I'm inclined to state there should be a negative but from my lectures, the negative does not appear to be stipulated. I was wondering if it's was a mistake by the lecturer.

mg cos Θ + F_N = 0
mg cos Θ = -F_N

the downward force must be of equal magnitude to the normal force-but opposite direction.
This makes sense mathematically.

However, geometrically, it does make sense for the down ward force to be -mg cos Θ.

Could someone clarify?

 

[ModusPwnd]

It depends! Are you defining up or down to be negative? You are free to do either. But the great thing about vectors is that it doesn't matter what coordinate frame you choose. And you have just found this out. Regardless of your choice of positive or negative you have found that the normal force must be in an opposite direction of the gravitational force. I am not sure if that clarify's completely but it should help.

 

[Doc Al]

Using a sign convention where into the plane is negative, the component of the weight normal to the surface would be -mg cosθ:
-mg cosθ + F_N = 0
F_N = mg cosθ (positive, thus out of the plane)

 

[negation]

It depends! Are you defining up or down to be negative? You are free to do either. But the great thing about vectors is that it doesn't matter what coordinate frame you choose.
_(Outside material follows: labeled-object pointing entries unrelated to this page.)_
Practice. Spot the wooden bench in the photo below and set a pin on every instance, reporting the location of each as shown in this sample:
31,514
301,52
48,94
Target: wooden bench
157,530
And you have just found this out. Regardless of your choice of positive or negative you have found that the normal force must be in an opposite direction of the gravitational force. I am not sure if that clarify's completely but it should help.

Using a sign convention where into the plane is negative, the component of the weight normal to the surface would be -mg cosθ:
-mg cosθ + F_N = 0
F_N = mg cosθ (positive, thus out of the plane)

I am defining down to be negative.

I am suspecting the lecturer committed a blunder by forgetting the negative sign.